Ahhhh, letting go. That is not something that comes easy to those of us type A personalities. Yet this is the year that I am embracing the art of “letting go” in order to achieve a higher state of relaxation and happiness.
As part of my proof, I submit to you the photo of the naked wreath on our front door. In years past, I have put a lot of time and energy into hanging small wreaths on every window of the house during the holiday season. It looks really pretty, but here’s the thing: it’s kind of a pain in the butt to hang them all. You have to clean off the window where the suction cup goes and you have to hang each wreath so it is at the same height and alignment with all the other wreaths (or else all the people out there with OCD will drive by my house and be very upset!). And you need to wait for a slightly warm day to hang them and then when you get a really windy night, half of them blow off….. You see where I’m going with this. There was clearly a little voice in my head saying “do we really have to hang up those stupid fake wreaths this year?” So about half way through December when I had dragged my feet for so long, I finally made the decision to ditch the window wreaths and just get a simple wreath for the front door. Not only was this a simple, unadorned balsam wreath from my local grocery store, but I actually hung it up that way and left it that way for a whole week without a bow or anything on it! When I would look at the wreath, part of me would cringe and say, “It really needs a bow or something, anything!” The other part of me would beam with pride, feeling like this was a test for my new self – embracing the imperfect. Just letting it be and allowing the discomfort of having a naked wreath on my door build and build so I could examine why it should make me so uncomfortable. Would it upset the mailman?

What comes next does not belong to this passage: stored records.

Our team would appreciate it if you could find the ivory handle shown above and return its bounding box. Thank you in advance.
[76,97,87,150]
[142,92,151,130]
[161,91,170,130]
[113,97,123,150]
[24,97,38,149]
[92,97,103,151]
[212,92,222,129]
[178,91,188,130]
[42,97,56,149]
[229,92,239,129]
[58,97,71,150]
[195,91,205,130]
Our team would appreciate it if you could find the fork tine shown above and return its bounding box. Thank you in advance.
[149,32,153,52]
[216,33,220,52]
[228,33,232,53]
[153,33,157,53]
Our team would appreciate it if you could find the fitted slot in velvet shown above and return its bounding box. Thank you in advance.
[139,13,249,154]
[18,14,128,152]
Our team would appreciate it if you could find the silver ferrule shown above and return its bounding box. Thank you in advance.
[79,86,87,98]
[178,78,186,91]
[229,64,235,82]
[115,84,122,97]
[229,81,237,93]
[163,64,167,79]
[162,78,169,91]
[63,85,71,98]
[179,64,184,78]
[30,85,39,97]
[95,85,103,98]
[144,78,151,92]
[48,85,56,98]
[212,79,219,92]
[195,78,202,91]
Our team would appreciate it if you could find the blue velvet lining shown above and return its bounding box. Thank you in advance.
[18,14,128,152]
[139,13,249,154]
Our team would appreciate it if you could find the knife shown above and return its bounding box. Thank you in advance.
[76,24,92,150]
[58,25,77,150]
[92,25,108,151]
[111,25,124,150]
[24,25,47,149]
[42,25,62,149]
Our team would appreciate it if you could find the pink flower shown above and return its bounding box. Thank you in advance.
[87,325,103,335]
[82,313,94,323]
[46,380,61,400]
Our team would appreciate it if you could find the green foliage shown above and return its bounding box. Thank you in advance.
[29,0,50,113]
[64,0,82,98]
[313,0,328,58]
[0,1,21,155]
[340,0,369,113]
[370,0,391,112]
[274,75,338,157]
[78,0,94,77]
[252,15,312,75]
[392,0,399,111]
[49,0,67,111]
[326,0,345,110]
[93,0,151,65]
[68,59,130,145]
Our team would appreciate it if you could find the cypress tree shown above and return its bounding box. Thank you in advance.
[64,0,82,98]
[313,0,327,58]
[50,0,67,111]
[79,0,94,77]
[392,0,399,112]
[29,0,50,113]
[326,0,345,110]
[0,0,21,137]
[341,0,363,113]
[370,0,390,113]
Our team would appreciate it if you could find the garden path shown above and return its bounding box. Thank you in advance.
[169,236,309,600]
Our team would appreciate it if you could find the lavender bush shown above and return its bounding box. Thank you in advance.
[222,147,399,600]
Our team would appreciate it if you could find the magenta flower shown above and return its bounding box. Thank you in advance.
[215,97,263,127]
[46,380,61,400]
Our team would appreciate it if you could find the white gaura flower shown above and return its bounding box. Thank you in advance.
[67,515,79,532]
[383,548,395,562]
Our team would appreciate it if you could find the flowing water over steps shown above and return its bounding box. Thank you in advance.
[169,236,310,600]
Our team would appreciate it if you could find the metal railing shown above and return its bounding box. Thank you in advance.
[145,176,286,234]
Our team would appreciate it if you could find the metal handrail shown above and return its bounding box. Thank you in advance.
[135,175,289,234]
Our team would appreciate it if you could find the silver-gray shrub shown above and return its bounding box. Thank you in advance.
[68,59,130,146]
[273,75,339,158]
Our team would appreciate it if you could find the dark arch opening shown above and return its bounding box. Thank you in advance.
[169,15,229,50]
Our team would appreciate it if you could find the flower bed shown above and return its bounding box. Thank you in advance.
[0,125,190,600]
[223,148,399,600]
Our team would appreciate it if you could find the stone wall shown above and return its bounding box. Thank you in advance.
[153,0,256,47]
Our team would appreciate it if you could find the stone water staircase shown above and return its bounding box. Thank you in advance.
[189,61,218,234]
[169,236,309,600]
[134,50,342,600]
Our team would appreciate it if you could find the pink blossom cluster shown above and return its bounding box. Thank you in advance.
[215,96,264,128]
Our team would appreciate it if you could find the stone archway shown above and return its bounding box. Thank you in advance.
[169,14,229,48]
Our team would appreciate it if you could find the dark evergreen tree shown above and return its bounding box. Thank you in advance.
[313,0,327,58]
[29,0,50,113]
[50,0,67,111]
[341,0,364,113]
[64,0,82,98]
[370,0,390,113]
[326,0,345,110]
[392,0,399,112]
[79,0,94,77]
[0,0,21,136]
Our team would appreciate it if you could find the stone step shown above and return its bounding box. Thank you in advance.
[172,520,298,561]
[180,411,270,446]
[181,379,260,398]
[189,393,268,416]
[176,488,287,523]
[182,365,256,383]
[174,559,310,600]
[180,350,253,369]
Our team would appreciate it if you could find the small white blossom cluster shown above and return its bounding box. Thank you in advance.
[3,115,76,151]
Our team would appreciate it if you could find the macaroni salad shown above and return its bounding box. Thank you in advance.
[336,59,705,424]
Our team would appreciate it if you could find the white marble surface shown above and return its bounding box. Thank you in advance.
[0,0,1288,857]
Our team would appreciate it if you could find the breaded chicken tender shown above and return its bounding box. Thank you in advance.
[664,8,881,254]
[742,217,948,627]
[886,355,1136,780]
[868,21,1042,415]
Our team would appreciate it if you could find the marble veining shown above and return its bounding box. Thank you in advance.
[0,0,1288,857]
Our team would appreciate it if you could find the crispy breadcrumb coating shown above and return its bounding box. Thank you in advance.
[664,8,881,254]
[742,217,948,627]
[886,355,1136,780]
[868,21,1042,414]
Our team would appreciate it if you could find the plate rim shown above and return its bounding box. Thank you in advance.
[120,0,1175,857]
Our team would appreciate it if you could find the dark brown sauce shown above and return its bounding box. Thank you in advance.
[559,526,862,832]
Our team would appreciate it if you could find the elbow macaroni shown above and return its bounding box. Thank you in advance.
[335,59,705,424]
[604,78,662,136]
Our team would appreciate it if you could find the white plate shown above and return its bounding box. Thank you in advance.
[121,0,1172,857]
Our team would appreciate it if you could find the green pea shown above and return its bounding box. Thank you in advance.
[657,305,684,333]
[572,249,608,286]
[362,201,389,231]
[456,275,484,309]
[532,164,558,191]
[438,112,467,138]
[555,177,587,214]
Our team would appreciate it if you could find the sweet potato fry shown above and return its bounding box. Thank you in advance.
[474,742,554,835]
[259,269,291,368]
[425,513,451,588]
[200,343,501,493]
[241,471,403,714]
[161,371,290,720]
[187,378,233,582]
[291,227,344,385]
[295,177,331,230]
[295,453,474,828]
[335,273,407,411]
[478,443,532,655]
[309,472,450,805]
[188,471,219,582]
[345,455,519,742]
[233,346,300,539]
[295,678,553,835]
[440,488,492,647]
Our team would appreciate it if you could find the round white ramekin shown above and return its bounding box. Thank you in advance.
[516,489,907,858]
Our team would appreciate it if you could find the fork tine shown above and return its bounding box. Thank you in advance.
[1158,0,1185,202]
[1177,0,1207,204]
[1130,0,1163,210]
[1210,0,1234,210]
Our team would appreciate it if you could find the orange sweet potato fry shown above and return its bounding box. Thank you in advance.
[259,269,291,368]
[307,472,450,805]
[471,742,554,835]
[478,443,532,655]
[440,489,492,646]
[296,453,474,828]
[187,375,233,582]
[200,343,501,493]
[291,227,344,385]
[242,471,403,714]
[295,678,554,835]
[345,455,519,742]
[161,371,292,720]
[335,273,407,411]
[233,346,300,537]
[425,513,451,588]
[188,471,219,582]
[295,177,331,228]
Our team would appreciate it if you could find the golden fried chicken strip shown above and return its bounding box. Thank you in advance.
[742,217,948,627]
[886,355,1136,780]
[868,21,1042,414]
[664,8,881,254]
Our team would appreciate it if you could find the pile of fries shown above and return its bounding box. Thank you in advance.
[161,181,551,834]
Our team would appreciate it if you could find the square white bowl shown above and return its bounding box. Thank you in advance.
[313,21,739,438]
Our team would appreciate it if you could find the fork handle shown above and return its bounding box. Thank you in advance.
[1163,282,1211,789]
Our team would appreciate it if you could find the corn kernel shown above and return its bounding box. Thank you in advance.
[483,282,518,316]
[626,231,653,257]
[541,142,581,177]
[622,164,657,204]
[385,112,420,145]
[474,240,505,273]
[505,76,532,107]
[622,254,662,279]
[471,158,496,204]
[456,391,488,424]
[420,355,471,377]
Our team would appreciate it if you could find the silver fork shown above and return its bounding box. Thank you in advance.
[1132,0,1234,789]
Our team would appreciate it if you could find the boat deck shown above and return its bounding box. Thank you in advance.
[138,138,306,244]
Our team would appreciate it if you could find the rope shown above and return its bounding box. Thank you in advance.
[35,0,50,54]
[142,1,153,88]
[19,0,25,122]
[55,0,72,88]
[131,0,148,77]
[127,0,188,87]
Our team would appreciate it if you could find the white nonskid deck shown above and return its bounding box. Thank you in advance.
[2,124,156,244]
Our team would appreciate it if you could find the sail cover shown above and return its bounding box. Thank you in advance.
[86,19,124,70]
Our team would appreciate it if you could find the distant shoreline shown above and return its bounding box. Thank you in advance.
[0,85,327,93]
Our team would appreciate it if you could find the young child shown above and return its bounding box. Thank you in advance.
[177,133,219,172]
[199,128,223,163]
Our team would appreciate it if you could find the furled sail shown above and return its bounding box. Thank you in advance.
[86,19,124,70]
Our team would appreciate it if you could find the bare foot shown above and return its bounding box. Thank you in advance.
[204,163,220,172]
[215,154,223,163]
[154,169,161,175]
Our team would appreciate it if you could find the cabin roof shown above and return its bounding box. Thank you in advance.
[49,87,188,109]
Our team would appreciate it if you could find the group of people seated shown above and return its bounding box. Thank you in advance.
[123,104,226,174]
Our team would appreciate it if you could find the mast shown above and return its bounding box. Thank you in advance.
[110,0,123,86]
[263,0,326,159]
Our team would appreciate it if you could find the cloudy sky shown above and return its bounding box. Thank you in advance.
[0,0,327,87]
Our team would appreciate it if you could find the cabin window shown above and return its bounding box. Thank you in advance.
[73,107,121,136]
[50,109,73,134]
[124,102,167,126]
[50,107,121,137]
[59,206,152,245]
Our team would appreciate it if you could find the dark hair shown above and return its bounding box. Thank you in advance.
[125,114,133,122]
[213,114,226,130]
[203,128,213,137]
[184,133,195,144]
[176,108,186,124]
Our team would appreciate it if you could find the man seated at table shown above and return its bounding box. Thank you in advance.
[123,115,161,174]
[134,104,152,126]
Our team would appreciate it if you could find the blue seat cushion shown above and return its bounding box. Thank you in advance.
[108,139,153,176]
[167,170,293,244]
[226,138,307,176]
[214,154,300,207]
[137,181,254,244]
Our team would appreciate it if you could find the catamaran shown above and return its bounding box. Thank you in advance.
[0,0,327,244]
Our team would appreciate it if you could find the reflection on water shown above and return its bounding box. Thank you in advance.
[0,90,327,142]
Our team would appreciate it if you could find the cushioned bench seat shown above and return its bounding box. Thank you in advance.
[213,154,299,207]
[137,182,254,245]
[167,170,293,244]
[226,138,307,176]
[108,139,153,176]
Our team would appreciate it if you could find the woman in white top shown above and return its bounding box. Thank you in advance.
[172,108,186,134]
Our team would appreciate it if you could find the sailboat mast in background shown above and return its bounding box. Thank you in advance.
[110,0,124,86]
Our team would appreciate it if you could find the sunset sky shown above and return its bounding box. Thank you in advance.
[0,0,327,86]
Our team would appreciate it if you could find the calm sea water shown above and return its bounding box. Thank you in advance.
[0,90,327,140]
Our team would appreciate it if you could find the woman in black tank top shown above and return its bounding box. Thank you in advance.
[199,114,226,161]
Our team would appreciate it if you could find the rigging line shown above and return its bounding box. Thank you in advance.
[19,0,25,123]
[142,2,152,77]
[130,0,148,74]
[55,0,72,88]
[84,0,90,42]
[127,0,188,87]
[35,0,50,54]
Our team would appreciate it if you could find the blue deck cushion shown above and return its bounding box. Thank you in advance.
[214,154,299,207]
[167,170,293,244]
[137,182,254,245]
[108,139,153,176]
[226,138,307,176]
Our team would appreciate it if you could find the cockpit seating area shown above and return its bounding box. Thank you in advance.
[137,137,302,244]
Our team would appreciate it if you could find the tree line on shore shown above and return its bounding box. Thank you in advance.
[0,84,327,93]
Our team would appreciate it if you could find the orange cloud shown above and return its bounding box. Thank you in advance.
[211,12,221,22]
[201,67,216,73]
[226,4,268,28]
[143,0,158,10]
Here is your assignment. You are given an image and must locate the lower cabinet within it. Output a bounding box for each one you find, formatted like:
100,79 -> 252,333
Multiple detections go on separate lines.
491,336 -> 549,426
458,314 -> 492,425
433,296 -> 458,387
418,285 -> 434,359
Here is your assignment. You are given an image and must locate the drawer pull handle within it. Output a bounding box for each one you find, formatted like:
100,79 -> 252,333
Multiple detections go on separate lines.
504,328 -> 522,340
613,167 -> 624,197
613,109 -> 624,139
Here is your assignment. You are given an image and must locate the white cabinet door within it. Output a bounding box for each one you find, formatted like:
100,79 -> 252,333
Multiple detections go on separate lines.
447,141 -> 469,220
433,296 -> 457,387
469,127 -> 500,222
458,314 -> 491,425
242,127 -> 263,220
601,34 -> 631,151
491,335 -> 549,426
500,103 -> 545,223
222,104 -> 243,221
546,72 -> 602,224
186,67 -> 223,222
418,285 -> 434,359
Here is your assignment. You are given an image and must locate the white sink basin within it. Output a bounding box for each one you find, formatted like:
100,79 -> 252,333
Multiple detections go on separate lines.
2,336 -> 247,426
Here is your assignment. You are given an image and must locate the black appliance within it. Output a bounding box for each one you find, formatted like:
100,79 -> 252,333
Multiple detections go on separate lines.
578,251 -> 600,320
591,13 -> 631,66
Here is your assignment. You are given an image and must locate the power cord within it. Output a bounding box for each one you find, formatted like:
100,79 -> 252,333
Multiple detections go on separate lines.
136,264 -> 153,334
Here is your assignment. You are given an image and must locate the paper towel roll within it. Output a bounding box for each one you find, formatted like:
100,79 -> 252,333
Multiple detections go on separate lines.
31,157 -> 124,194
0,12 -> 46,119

Here’s what I’ve come to realize: we live in a world that is priming us to achieve the “perfect exterior”. Just open up Pinterest or thumb through an issue of Martha Stewart or Magnolia magazine. Or look at the holiday cards we send each other. We are pushed to not only live up to unrealistic ideals, but then fill our days with unrealistic tasks, like wrapping our gifts just so, and adding a cute little bobble on top to make it look pretty.
Sending out holiday cards is a perfect example. Have you ever noticed all the photo cards that come in the mail this time of year? Every card has a family photo with each member smiling in their matching outfits. Even the family dog is looking at the camera and smiling. Then there are the overachievers: standing at the top of Mount Everest and journaling how each child is achieving greatness and on track to go to Harvard and become President of the United States someday.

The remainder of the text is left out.